Contexte de parution : Le livre sans visage

Présentation :

Texte publié sur le blog Le Livre Sans Visage en mars 2021. 






Il est fini, le temps des attestations. Oh, well. Bien des fois, j’ai prophétisé en vain. Si souvent, l’avenir m’a donné tort. Mais là… En moins de 48 heures, le temps présent m’a fait un pied-de-nez mastoc et les attestations ont tout simplement disparu ! Il ne reviendra plus, le temps des attestations. Quel soufflet. Quelle rebuffade. J’en étais presque vexé. Preuve que j’étais entré dans la pataphysique de cette pornographie sanitaire, j’en avais déjà imprimé vingt-deux exemplaires. 

 

Tant pis pour ma gueule.

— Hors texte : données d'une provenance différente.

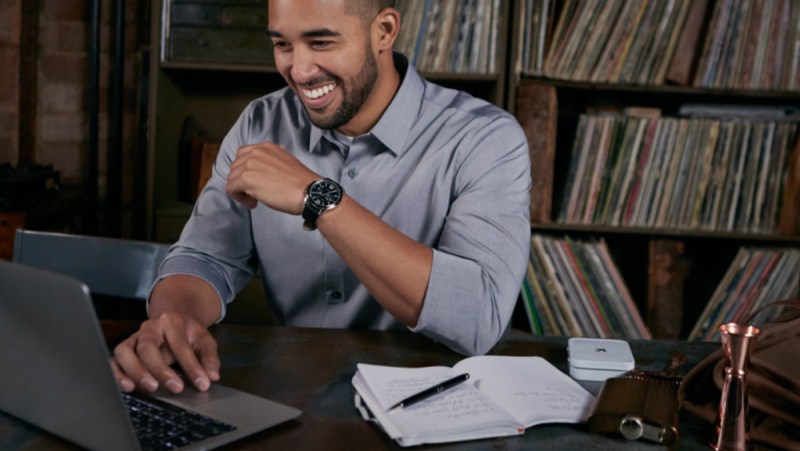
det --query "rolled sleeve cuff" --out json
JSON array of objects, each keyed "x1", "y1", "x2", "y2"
[
  {"x1": 409, "y1": 249, "x2": 490, "y2": 355},
  {"x1": 147, "y1": 255, "x2": 234, "y2": 322}
]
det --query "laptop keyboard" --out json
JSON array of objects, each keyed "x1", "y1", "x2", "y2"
[{"x1": 122, "y1": 393, "x2": 236, "y2": 450}]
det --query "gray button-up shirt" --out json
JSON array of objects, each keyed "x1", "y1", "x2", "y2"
[{"x1": 159, "y1": 55, "x2": 531, "y2": 354}]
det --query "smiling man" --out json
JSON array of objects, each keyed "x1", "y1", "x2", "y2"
[{"x1": 112, "y1": 0, "x2": 531, "y2": 392}]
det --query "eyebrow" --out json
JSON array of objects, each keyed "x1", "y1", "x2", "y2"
[{"x1": 267, "y1": 28, "x2": 342, "y2": 38}]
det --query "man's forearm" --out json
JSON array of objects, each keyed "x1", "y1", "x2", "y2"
[{"x1": 148, "y1": 274, "x2": 221, "y2": 326}]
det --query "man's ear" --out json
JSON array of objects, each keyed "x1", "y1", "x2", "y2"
[{"x1": 373, "y1": 8, "x2": 400, "y2": 52}]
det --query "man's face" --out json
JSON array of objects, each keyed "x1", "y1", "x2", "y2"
[{"x1": 269, "y1": 0, "x2": 378, "y2": 129}]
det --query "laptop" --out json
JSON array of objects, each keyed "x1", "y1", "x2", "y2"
[{"x1": 0, "y1": 260, "x2": 300, "y2": 451}]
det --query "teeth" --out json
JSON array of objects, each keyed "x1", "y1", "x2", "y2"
[{"x1": 303, "y1": 83, "x2": 336, "y2": 99}]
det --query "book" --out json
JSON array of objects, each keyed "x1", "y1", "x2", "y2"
[{"x1": 352, "y1": 356, "x2": 595, "y2": 446}]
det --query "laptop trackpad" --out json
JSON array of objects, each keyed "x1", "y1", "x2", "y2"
[{"x1": 152, "y1": 384, "x2": 301, "y2": 432}]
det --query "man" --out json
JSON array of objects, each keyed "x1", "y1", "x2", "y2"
[{"x1": 112, "y1": 0, "x2": 530, "y2": 392}]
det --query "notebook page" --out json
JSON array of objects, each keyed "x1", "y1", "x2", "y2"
[{"x1": 453, "y1": 356, "x2": 595, "y2": 427}]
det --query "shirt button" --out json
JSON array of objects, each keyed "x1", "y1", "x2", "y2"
[{"x1": 326, "y1": 290, "x2": 342, "y2": 304}]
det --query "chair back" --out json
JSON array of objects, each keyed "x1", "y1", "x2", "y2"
[{"x1": 14, "y1": 229, "x2": 169, "y2": 300}]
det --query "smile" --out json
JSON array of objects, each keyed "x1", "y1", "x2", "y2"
[{"x1": 301, "y1": 83, "x2": 336, "y2": 100}]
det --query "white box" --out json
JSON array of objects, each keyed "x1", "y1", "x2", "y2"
[{"x1": 567, "y1": 338, "x2": 635, "y2": 381}]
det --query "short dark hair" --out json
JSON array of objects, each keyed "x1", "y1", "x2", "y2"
[{"x1": 345, "y1": 0, "x2": 395, "y2": 23}]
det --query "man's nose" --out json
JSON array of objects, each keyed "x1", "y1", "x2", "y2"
[{"x1": 291, "y1": 47, "x2": 317, "y2": 83}]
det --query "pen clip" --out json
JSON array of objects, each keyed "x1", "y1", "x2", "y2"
[{"x1": 386, "y1": 373, "x2": 469, "y2": 412}]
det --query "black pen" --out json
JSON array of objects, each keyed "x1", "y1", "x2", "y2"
[{"x1": 387, "y1": 373, "x2": 469, "y2": 412}]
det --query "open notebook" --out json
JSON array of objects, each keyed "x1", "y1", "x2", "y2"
[{"x1": 0, "y1": 260, "x2": 300, "y2": 450}]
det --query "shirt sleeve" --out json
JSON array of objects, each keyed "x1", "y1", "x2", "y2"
[
  {"x1": 156, "y1": 108, "x2": 256, "y2": 320},
  {"x1": 411, "y1": 115, "x2": 531, "y2": 355}
]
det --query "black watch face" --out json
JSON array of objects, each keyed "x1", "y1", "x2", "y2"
[{"x1": 308, "y1": 180, "x2": 342, "y2": 208}]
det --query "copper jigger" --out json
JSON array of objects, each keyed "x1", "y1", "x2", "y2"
[{"x1": 711, "y1": 323, "x2": 761, "y2": 451}]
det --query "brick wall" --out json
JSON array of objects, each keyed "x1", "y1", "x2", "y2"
[
  {"x1": 0, "y1": 0, "x2": 22, "y2": 163},
  {"x1": 0, "y1": 0, "x2": 147, "y2": 237}
]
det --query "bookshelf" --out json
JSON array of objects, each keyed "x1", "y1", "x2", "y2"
[
  {"x1": 147, "y1": 0, "x2": 511, "y2": 242},
  {"x1": 507, "y1": 0, "x2": 800, "y2": 339}
]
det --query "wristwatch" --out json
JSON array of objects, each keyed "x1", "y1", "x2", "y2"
[{"x1": 303, "y1": 178, "x2": 344, "y2": 230}]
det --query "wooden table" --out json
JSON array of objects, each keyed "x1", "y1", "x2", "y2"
[{"x1": 0, "y1": 324, "x2": 719, "y2": 451}]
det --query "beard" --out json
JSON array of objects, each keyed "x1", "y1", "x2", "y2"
[{"x1": 306, "y1": 45, "x2": 378, "y2": 130}]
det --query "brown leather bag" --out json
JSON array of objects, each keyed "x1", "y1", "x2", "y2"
[{"x1": 678, "y1": 301, "x2": 800, "y2": 449}]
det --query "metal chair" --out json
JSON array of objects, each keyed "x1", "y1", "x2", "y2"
[
  {"x1": 14, "y1": 229, "x2": 274, "y2": 324},
  {"x1": 13, "y1": 229, "x2": 169, "y2": 319}
]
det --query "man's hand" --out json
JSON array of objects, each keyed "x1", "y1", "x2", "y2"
[
  {"x1": 225, "y1": 143, "x2": 320, "y2": 215},
  {"x1": 111, "y1": 312, "x2": 220, "y2": 393}
]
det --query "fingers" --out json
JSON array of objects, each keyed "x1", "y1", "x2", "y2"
[
  {"x1": 225, "y1": 143, "x2": 319, "y2": 215},
  {"x1": 111, "y1": 314, "x2": 220, "y2": 393},
  {"x1": 167, "y1": 327, "x2": 220, "y2": 391}
]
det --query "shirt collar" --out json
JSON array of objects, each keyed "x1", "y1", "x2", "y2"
[{"x1": 306, "y1": 52, "x2": 423, "y2": 155}]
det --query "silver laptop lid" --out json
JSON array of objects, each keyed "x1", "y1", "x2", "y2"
[
  {"x1": 0, "y1": 260, "x2": 138, "y2": 450},
  {"x1": 0, "y1": 260, "x2": 301, "y2": 450}
]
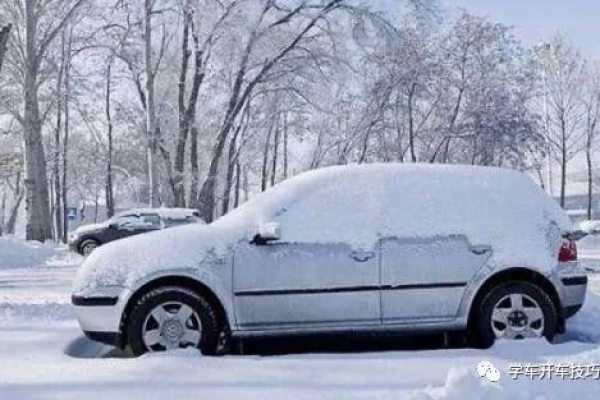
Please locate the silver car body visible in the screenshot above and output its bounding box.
[73,165,587,340]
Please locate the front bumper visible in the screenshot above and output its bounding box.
[71,286,127,346]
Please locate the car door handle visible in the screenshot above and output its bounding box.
[350,251,375,262]
[471,245,492,256]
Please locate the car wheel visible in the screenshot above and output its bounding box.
[127,287,219,356]
[471,281,558,348]
[79,239,100,257]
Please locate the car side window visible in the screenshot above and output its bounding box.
[117,215,140,229]
[139,214,160,229]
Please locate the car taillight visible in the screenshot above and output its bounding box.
[558,236,577,262]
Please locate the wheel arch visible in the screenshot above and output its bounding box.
[120,275,230,347]
[467,267,564,329]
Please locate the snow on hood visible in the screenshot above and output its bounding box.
[74,224,237,291]
[76,164,572,288]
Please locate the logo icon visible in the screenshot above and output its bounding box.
[477,361,500,383]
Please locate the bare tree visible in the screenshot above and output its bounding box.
[197,0,345,221]
[537,35,585,206]
[582,64,600,220]
[0,24,12,72]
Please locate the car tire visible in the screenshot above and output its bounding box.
[469,281,558,349]
[126,286,219,356]
[79,239,100,256]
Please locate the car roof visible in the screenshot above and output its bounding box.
[116,207,200,219]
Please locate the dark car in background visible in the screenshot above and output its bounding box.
[69,208,204,256]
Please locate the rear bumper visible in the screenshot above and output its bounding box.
[554,261,588,321]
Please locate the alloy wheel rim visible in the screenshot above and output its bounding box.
[491,293,545,340]
[142,301,202,352]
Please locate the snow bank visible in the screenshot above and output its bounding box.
[0,236,64,269]
[75,164,571,290]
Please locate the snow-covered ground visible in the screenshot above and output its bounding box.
[0,238,600,400]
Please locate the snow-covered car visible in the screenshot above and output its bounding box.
[72,164,587,355]
[69,208,204,256]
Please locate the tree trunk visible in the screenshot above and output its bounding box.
[188,126,200,209]
[233,159,242,208]
[408,83,417,163]
[585,143,594,221]
[104,57,115,218]
[271,122,280,186]
[62,43,71,241]
[222,125,242,215]
[0,25,12,73]
[23,0,52,242]
[283,113,289,180]
[52,49,64,241]
[560,117,568,208]
[260,123,273,192]
[5,172,25,235]
[144,0,159,207]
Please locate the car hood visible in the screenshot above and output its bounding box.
[73,222,108,235]
[74,224,247,292]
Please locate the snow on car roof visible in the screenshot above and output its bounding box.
[75,164,572,288]
[215,164,572,267]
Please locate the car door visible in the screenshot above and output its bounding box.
[234,241,380,329]
[381,235,491,325]
[233,184,381,330]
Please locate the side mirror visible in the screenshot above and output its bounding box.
[252,222,281,244]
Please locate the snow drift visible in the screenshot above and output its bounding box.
[0,236,64,269]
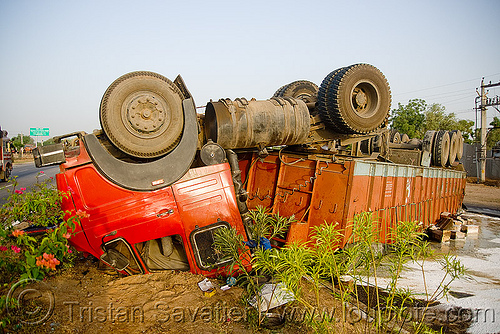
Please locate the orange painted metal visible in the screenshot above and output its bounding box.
[240,153,465,246]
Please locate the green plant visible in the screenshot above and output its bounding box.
[0,171,67,228]
[214,207,294,326]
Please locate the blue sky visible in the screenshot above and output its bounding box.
[0,0,500,139]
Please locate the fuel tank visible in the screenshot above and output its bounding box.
[205,97,310,149]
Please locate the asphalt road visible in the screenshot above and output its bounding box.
[0,162,59,205]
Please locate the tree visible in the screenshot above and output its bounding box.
[11,134,35,151]
[391,99,427,138]
[391,99,474,143]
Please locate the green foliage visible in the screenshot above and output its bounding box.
[391,99,474,143]
[390,99,427,138]
[0,174,81,332]
[0,172,66,227]
[215,209,465,332]
[214,207,294,326]
[0,173,81,283]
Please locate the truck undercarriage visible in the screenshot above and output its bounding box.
[35,64,465,276]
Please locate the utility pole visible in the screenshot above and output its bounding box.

Je n’avais qu’à pas commenter l’actualité, encore une fois. Je n’avais qu’à pas faire le mariolle en me foutant de Castex & Macron, encore une fois. Je n’avais qu’à faire ce que je dois commencer et crains d’enclencher depuis des mois. Faire ici mon « Journal d’un exégète ». Sans doute, l’époque est trop sombre pour que je trouve, en moi, la détente suffisante pour rédiger calmement celui-ci. Ça demanderait beaucoup d’efforts, de pouvoir commencer à tenir, simplement, ce journal rempli de questions de méthode, de protocoles d’interprétations et d’hypothèses de travail. Et puis ces derniers mois, j’étais occupé, aux Amandiers, pour ce spectacle que Bertrand Mandico préparait à partir de son film « Conan la Barbare » et qui s’est transformé en tournage. Oui, le spectacle du film est devenu le film du spectacle du film : « Conan la déviante ». Sacré Bertrand.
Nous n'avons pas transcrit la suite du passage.